The run-up to, and launch of, auto-enrolment in the UK has created so many differing opinions and comments, but these for the most part have been around costs and charges and process and functionality, rather than the real story.

Employers have the chance to help their workforce plan for the future and create a positive working environment for them, and just maybe this will reap dividends in terms of increased productivity.

Employees have the chance to control their own financial destiny and not end up relying upon a rapidly disappearing state pension. Auto-enrolment in its current state is a step in the right direction, but this isn’t going to solve the problem. We need to get serious and increase the amount being contributed more quickly.
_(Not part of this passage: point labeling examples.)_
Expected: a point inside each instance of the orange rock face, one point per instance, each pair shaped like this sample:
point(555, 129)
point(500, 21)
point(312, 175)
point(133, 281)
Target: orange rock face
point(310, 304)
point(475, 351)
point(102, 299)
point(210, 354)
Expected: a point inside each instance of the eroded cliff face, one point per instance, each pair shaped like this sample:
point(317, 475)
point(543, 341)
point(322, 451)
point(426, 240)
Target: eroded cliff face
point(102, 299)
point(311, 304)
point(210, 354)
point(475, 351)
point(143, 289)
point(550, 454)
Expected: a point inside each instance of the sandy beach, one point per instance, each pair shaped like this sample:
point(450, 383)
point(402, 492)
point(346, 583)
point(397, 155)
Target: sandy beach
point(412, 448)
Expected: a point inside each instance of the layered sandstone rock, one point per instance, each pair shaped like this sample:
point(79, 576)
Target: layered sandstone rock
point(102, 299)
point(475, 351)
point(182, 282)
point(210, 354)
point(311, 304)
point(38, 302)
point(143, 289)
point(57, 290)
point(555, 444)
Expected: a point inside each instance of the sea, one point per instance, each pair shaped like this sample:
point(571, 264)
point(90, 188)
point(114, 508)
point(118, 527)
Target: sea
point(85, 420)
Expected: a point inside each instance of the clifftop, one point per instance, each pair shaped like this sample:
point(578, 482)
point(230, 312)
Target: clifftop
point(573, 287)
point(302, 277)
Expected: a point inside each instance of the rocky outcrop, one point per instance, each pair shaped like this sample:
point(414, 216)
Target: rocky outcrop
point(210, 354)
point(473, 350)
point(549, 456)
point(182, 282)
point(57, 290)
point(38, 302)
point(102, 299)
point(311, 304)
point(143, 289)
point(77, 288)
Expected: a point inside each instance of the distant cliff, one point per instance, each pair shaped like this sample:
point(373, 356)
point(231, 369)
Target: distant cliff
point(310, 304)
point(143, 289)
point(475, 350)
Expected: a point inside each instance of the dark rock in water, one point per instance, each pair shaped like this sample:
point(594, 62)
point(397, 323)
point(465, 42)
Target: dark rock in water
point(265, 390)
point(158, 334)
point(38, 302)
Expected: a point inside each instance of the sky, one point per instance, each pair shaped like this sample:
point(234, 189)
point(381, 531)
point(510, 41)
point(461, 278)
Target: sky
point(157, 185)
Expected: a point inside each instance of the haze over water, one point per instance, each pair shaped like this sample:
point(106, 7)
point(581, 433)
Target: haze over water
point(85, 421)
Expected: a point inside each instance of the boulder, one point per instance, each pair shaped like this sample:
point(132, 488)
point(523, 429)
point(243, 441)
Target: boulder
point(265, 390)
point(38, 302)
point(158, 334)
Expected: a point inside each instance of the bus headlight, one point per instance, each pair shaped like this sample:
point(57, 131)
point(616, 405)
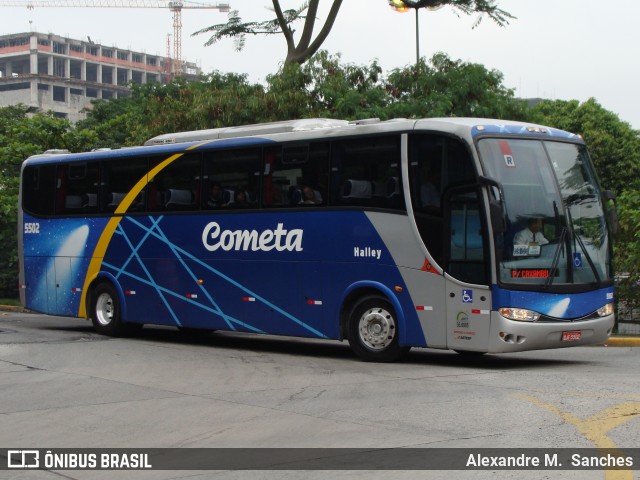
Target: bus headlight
point(606, 310)
point(520, 314)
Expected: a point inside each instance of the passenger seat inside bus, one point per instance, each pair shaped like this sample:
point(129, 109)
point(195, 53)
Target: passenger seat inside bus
point(178, 199)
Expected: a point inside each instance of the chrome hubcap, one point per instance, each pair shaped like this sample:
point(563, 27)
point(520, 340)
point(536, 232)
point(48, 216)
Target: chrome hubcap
point(104, 309)
point(377, 328)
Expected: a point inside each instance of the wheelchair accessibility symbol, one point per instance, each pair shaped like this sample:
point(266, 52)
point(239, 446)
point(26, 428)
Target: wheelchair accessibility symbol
point(577, 259)
point(467, 296)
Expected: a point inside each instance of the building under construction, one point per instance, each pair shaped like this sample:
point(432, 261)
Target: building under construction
point(48, 72)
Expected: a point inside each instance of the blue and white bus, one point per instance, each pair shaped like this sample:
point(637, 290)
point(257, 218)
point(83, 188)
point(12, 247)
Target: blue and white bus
point(391, 235)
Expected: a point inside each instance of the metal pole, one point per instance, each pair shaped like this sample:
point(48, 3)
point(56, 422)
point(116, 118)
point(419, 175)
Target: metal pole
point(417, 38)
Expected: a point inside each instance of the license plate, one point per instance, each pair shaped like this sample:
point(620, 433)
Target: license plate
point(571, 336)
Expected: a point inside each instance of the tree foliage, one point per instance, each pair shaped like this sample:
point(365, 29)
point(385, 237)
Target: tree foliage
point(613, 144)
point(324, 86)
point(20, 137)
point(301, 50)
point(615, 149)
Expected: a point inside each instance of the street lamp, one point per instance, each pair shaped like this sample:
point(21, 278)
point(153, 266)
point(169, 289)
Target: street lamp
point(405, 5)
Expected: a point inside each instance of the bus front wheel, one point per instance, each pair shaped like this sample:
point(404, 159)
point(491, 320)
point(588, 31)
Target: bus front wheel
point(372, 331)
point(105, 311)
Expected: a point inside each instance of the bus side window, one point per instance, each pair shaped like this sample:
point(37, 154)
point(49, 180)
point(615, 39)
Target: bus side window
point(177, 186)
point(366, 173)
point(38, 193)
point(296, 175)
point(231, 179)
point(118, 178)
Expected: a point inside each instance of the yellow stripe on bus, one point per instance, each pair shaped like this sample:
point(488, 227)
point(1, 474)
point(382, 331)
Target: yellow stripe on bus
point(107, 233)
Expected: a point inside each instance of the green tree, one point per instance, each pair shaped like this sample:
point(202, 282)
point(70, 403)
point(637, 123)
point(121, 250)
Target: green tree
point(614, 146)
point(20, 137)
point(615, 149)
point(449, 87)
point(302, 49)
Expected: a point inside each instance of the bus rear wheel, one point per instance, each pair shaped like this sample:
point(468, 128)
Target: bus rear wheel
point(372, 331)
point(105, 311)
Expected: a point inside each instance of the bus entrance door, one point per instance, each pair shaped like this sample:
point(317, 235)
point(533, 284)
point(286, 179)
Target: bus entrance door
point(468, 300)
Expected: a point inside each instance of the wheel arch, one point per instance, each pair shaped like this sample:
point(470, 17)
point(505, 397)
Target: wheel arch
point(360, 290)
point(106, 277)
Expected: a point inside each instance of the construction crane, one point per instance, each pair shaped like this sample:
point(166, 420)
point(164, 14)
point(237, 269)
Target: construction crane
point(176, 7)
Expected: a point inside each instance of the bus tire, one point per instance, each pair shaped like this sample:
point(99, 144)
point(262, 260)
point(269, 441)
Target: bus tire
point(372, 331)
point(105, 311)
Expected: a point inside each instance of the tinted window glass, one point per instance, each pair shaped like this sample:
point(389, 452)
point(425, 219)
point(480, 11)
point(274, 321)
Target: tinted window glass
point(296, 175)
point(38, 189)
point(118, 178)
point(177, 186)
point(231, 179)
point(366, 172)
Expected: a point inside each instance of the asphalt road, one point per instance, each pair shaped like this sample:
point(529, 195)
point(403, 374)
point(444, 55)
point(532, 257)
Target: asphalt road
point(64, 386)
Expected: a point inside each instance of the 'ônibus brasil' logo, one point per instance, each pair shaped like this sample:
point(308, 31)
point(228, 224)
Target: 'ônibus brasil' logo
point(280, 239)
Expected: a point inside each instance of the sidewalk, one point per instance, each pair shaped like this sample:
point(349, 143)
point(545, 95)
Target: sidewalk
point(614, 340)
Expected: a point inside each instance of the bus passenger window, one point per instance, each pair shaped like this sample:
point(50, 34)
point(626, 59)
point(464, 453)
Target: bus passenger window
point(296, 175)
point(118, 178)
point(38, 191)
point(366, 173)
point(231, 179)
point(77, 188)
point(177, 186)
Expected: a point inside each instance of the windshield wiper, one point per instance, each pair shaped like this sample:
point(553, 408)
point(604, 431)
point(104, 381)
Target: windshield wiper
point(556, 258)
point(576, 236)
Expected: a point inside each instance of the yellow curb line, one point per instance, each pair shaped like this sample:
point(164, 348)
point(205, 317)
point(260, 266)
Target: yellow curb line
point(623, 342)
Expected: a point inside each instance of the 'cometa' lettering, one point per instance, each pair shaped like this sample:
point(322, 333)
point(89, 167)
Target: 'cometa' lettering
point(280, 239)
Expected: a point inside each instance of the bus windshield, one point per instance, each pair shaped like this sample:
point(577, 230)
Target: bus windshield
point(556, 231)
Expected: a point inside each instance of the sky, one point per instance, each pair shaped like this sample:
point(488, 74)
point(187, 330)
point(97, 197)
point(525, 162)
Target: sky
point(555, 49)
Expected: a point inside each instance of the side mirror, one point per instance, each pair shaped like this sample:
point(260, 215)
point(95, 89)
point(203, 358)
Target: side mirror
point(496, 206)
point(612, 214)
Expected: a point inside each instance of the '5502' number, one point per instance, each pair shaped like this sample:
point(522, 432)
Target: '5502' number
point(31, 227)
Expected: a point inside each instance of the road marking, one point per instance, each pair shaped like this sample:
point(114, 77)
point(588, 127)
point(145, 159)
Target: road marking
point(595, 427)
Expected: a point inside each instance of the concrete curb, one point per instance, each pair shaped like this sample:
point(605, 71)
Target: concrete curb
point(615, 341)
point(629, 341)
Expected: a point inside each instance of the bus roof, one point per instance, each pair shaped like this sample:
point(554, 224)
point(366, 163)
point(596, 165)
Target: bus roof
point(315, 128)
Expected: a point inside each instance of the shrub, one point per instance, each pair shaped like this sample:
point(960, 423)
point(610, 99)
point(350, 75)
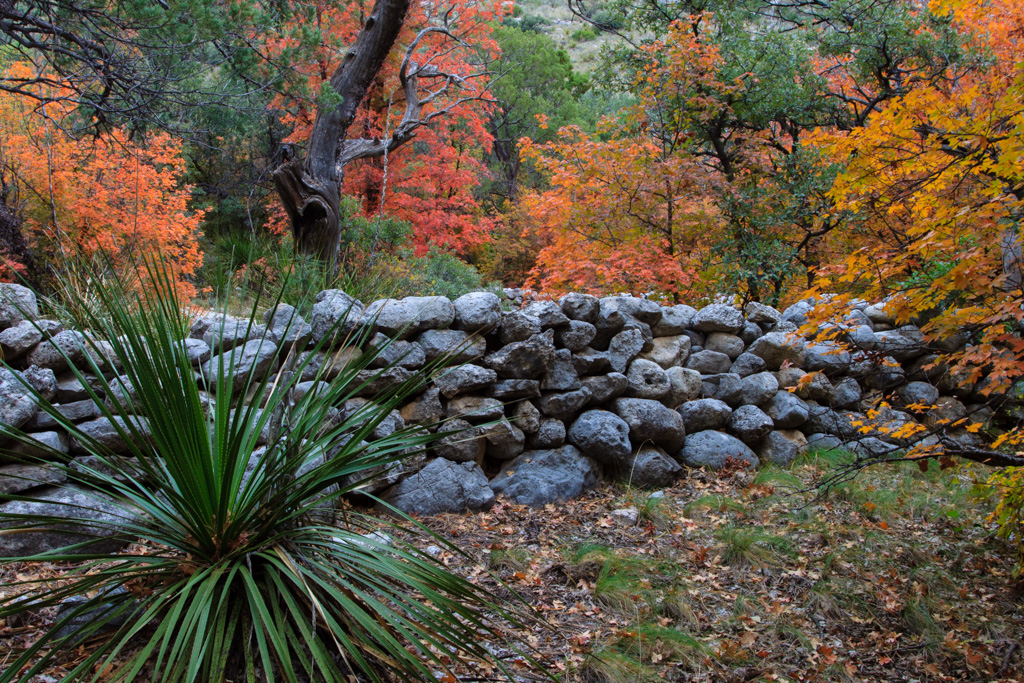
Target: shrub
point(241, 568)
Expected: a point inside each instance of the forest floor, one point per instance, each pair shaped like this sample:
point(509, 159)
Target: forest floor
point(893, 577)
point(737, 575)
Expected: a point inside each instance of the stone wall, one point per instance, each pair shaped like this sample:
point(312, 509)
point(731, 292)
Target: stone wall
point(550, 396)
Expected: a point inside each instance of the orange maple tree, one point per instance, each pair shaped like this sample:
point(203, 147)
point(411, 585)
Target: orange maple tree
point(430, 182)
point(111, 194)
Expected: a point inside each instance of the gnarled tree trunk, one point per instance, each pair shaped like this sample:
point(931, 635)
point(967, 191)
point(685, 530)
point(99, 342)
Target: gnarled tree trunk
point(310, 189)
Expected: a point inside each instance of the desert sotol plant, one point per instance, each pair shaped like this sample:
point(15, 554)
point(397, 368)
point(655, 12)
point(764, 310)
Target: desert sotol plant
point(240, 567)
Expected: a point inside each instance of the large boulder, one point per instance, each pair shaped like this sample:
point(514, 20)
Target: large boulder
point(647, 380)
point(88, 517)
point(776, 348)
point(454, 346)
point(705, 414)
point(718, 317)
point(713, 449)
point(750, 424)
point(464, 379)
point(441, 486)
point(524, 359)
point(401, 318)
point(477, 312)
point(539, 477)
point(255, 358)
point(16, 303)
point(650, 421)
point(583, 307)
point(603, 436)
point(652, 468)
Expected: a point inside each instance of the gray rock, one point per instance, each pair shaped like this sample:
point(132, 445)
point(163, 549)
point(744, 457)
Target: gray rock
point(401, 318)
point(88, 516)
point(582, 307)
point(705, 414)
point(823, 442)
point(16, 403)
point(455, 346)
point(759, 312)
point(526, 417)
point(787, 411)
point(723, 342)
point(750, 424)
point(759, 388)
point(441, 486)
point(828, 357)
point(918, 392)
point(751, 333)
point(18, 339)
point(44, 382)
point(564, 406)
point(649, 421)
point(79, 411)
point(847, 393)
point(684, 385)
point(524, 359)
point(710, 363)
point(590, 361)
point(548, 313)
point(464, 379)
point(516, 327)
point(504, 440)
point(713, 449)
point(104, 434)
point(883, 375)
point(647, 380)
point(603, 436)
point(562, 375)
point(674, 321)
point(539, 477)
point(512, 389)
point(652, 468)
point(576, 336)
point(16, 303)
point(797, 313)
point(19, 477)
point(396, 352)
point(550, 434)
point(477, 312)
point(747, 365)
point(817, 388)
point(425, 409)
point(462, 443)
point(288, 327)
point(718, 317)
point(898, 345)
point(39, 444)
point(624, 347)
point(605, 387)
point(725, 387)
point(779, 450)
point(776, 348)
point(64, 349)
point(475, 409)
point(257, 357)
point(669, 351)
We should all recognise what an important fundamental change this is and try to build on this foundation to encourage and incentivise everybody involved to take it seriously and start making substantial contributions and plan for the future.

Hindsight is no good when people reach the age when they want to or have to stop work, so action is needed right now.

 

No

Paul Lindfield, director of wealth management at Sedulo

Quite simply, no. There are only 15 months remaining until planned total contributions rise to 8 per cent, in April 2019. It would not add any real impact on workers’ total pension pots over the long term, and would only serve to upset the planned natural order for workers and employees.

Auto-enrolment has been designed with ‘no barriers to entry’ for workers, meaning they only have to think of opting in or out. The process ultimately takes advantage of the fact that people are inherently lazy when it comes to actioning paperwork, and so opt-out rates are typically very low, at around 8 per cent. 

The majority of our clients have used phased contributions, sometimes with a starting 3 per cent employer contribution, and we have seen opt-out rates as low as 1 to 2 per cent of total workforce. We may start to see secondary opt-out levels increase when planned contributions rise next year.

A better solution would be to raise the total contribution by 1 per cent in 2020, and a further 1 per cent in 2021, so that increases are staggered – and thus not upsetting the natural order – but with a beneficial impact on real long-term pension savings. 

How would this be funded? Well, corporation tax rates are due to fall to 17 per cent, so I would suggest that the additional 2 per cent be funded equally by employer and employee, with both sides benefiting from the respective tax reliefs.